Storm in a Teacup (1937, Ian Dalrymple & Victor Saville)
Honestly, even just a month after watching 78/52, Vivian Leigh did not look familiar here. I have a Vivan Leigh facial recognition problem. We both enjoyed seeing the young, fiery, sexy version of Rex Harrison, who plays an extremely principled reporter who falls for the daughter of the mayor he’s attacking in print. The mayor is the sort of cartoonishly blinkered rich asshole who finally gets in trouble for ordering the death of a poor woman’s dog. Codirector Dalrymple was better known for his writing, for which he got two oscar nominations the following year.
Poor dogless Sara Allgood, in montage-dissolve against a raging storm:

Rex and Viv:

Mayor Cecil Parker gives his big speech… have I mentioned this is set in Scotland?

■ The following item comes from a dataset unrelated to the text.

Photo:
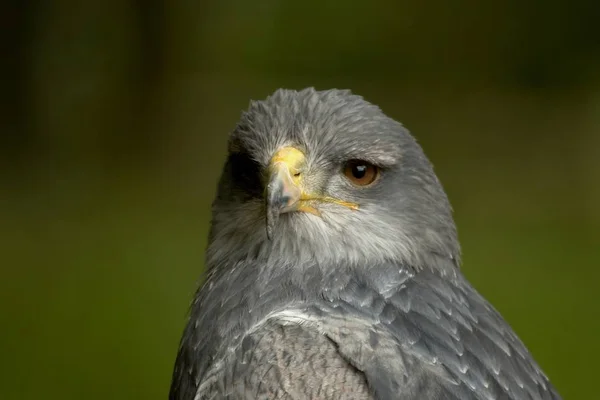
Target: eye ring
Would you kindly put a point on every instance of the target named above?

Call Me By Your Name (2017, Luca Guadagnino)
At the time I saw this, both movies playing the Ross were oscar-nominated period pieces starring Michael Stuhlbarg. I liked him as the Russian spy, but as an archaeology professor distracted by his work, he didn’t have as much to do here… until the end, when he gives a hell of a monologue and we realize he wasn’t as distracted as he seemed. I wouldn’t have gone to see the lazy sunny movie where the bored vacationing rich kid falls for an older boy but it kept topping critic lists and I loved Guadagnino’s last fast-cutting high-energy vacation movie, so was wondering how he’d play it this time. While nothing much was happening on the seduction front, teen idol Timothée Chalamet dating and dodging local girls, I nerded out over the editing style, still with the attentive cutting but making room for some lovely long takes. Meanwhile, Chalamet finally gets his older boy (Armie Hammer) and runs off with him for a couple days, then returns home a mess… Stuhlbarg monologue, a long stare into the fireplace, and the beauty of the damned thing snuck up on me.
Dawson City: Frozen Time (2016, Bill Morrison)
A treasure trove of film prints, largely of silent movies thought long-lost, were discovered buried in Dawson City, but the films weren’t any good – dramas so generic that Morrison has fun editing together scenes from them, changing the source film with every shot and showing how it still coheres. So rather than spotlight the films on their own merit, we follow the fascinating story of Dawson City, its famous former residents and unfamous locals, illustrating this history lesson with clips from the discovered films and others, and showcasing some astounding glass-plate photography from the era under discussion. And of course we’re not limited to the most well-preserved films – different kinds of decay and destruction are discussed and displayed. Dawson City was a primary Canadian gold rush town, so it’s full of sordid and enterprising stories, and he sidetracks into any exciting bit for as long as it takes. Exciting is relative, though – Bill’s into drawing things out, slowing them down to the wavelength of the great Alex Somers (Sigur Rós) score, my favorite yet in a Morrison movie. What could’ve been a one-hour informational PBS special becomes a two-hour feature, and Katy wanted things to move more quickly.